With that in mind, Pinterest has acquired mobile app developer Math Camp, it was announced on Thursday.
This is another acqui-hire by the company, as 10 employees, representing "the majority of the team," will be coming to work at Pinterest. That includes Paul Davison, Founder and CEO of Math Camp, along with co-founder Ben Garrett.
Founded in 2011, Math Camp is the company behind apps like Highlight, Shorts and Roll. Highlight is a mobile ambient awareness app that sends the user a push notification when they are near another Highlight user. Shorts is an iOS app that allows users to follow their friends' camera rolls, and Roll is an app that makes it faster to share photos from a camera roll.

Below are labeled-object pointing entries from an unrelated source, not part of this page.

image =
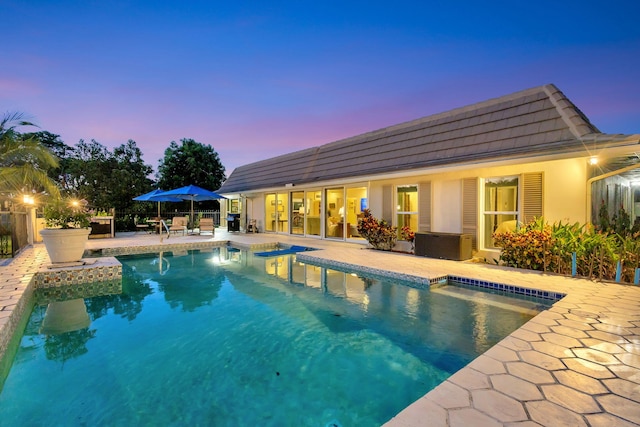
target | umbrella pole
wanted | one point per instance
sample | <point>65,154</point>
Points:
<point>192,215</point>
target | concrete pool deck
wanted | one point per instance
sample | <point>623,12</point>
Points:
<point>576,364</point>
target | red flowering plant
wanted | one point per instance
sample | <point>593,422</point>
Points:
<point>407,234</point>
<point>378,232</point>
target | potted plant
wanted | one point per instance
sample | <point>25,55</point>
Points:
<point>67,230</point>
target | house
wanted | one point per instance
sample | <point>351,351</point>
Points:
<point>471,170</point>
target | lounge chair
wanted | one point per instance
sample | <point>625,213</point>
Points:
<point>141,225</point>
<point>178,223</point>
<point>206,224</point>
<point>253,226</point>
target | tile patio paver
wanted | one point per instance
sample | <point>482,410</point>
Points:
<point>575,364</point>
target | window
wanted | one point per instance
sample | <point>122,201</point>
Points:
<point>407,207</point>
<point>500,206</point>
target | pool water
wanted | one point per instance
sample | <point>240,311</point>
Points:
<point>224,338</point>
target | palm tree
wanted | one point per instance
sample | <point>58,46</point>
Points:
<point>24,161</point>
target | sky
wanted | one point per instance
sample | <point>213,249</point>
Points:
<point>257,79</point>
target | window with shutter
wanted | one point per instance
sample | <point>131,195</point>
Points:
<point>532,196</point>
<point>424,207</point>
<point>470,208</point>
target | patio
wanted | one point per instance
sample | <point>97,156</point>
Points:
<point>577,364</point>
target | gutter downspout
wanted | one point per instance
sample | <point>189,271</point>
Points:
<point>599,178</point>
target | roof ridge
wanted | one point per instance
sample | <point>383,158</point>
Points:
<point>558,98</point>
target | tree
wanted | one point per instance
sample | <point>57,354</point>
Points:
<point>61,150</point>
<point>24,161</point>
<point>108,179</point>
<point>190,163</point>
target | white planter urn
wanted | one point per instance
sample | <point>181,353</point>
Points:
<point>65,244</point>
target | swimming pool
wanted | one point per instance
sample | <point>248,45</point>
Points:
<point>226,338</point>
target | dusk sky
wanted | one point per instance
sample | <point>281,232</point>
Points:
<point>259,79</point>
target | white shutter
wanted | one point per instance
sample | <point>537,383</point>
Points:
<point>387,203</point>
<point>470,208</point>
<point>424,206</point>
<point>532,184</point>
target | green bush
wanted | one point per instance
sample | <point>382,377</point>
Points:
<point>544,247</point>
<point>378,232</point>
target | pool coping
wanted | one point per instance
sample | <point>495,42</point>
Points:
<point>577,363</point>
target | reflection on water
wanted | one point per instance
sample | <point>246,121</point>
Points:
<point>220,337</point>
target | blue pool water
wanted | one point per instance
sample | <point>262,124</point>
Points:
<point>225,338</point>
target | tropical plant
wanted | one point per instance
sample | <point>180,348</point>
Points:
<point>24,161</point>
<point>190,162</point>
<point>378,232</point>
<point>544,247</point>
<point>65,213</point>
<point>407,234</point>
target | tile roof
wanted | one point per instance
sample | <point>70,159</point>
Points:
<point>531,122</point>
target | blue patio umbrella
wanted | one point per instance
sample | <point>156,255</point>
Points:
<point>156,196</point>
<point>192,192</point>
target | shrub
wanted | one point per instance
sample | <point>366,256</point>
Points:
<point>378,232</point>
<point>539,246</point>
<point>64,213</point>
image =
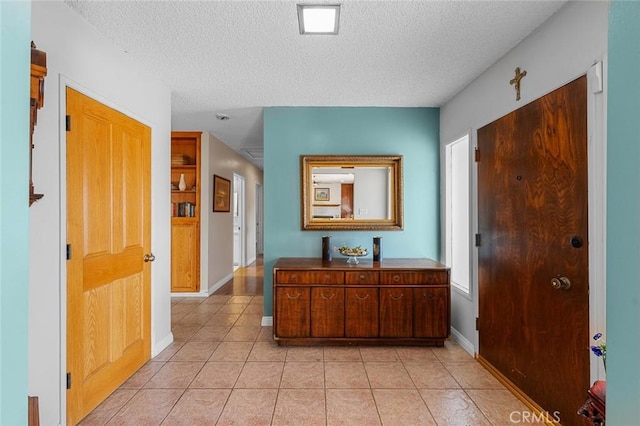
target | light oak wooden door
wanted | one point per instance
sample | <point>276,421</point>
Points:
<point>533,222</point>
<point>109,233</point>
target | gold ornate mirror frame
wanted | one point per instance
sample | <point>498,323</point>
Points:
<point>321,205</point>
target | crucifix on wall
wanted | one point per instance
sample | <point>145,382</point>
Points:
<point>516,81</point>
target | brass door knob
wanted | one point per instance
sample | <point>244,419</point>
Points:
<point>561,283</point>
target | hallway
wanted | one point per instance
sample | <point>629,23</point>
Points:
<point>223,368</point>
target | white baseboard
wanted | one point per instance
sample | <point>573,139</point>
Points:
<point>462,341</point>
<point>191,294</point>
<point>162,344</point>
<point>215,287</point>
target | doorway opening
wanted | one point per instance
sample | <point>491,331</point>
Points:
<point>238,222</point>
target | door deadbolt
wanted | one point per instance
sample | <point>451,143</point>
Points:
<point>561,283</point>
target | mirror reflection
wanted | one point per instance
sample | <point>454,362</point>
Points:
<point>352,192</point>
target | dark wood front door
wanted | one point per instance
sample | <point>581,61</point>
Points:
<point>532,207</point>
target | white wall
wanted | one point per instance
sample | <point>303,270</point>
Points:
<point>561,50</point>
<point>79,57</point>
<point>217,232</point>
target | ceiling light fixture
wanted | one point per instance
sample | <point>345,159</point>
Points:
<point>318,19</point>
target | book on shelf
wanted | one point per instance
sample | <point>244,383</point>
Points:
<point>185,209</point>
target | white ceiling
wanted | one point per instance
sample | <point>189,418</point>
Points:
<point>236,57</point>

Pinterest is not acquiring any of Math Camp's technology, and the company will "sunset its apps in the coming weeks," a Pinterest spokesperson told me, though the company will also open-source a wide range of libraries and frameworks, "so that the developer community can benefit from their engineering work."
Instead, Pinterest is making his acquisition to incorporate the team's experience developing mobile discovery products, bringing that to its engineering, product and design teams.
For Math Camp, there was "a lot of mission alignment" with Pinterest, according to Paul Davison, founder of Math Camp.
"When you can help people discover the world around them and connect them with others who share their interests, it just makes life better. We’re excited to extend our learnings around recommendations as well as visual and real-world discovery to the millions of people who use Pinterest to find new ideas and do things they love," he said.
Pinterest is not saying what the Math Camp team will work on, specifically, but it would seem to be a good fit with the company's efforts in visual search, given the team's experience with mobile discovery, particularly with Highlight.
In November of last year, Pinterest debuted the ability to zoom in on and select objects in a photo, which they could then search for. For example, if there was a picture of a table, they could zoom in on a lamp in the corner instead, to find out where to buy it.
More recently, Pinterest updated the app to do that automatically, meaning that when someone opens a photo, they will right away see a list of all the items in the image that they can search for.
Even cooler: Pinterest is developing technology so users can do the same thing in the real world. All they'd have to do is take a picture of something, and Pinterest will give them a recommendation on where to find it. They would even be able do the same thing for multiple items in the same photo.
"Pinterest is focused on helping people discover ideas on mobile, the Web and in the real world. The team behind Math Camp are experts in building innovative mobile products to connect people with similar tastes and help them discover day-to-day images and video across platforms," Steve Davis, lead product manager at Pinterest, said in a statement provided to VatorNews.
"We welcome their years of experience across engineering, product and design as we build the world’s catalog of ideas."
Math Camp was founded in 2011 and ​raised $5.5 million in two rounds from Draper Fisher Jurvetson (DFJ), Benchmark, Greycroft Partners, SV Angel, Betaworks, CrunchFund, Slow Ventures and numerous angel investors in Silicon Valley and New York.
This is Pinterest's fourth acquisition of 2016, and, interestingly, every single one has so far been an acqui-hire.
It first brought over Daniel Nordh, the founder of design app Curator, in April, before hiring the team behind URX, a mobile deeplinking provider, in May. It also purchased the team from smart keyboard app Fleksy in June. Most recently, the company acquired the team behind shopping app tote.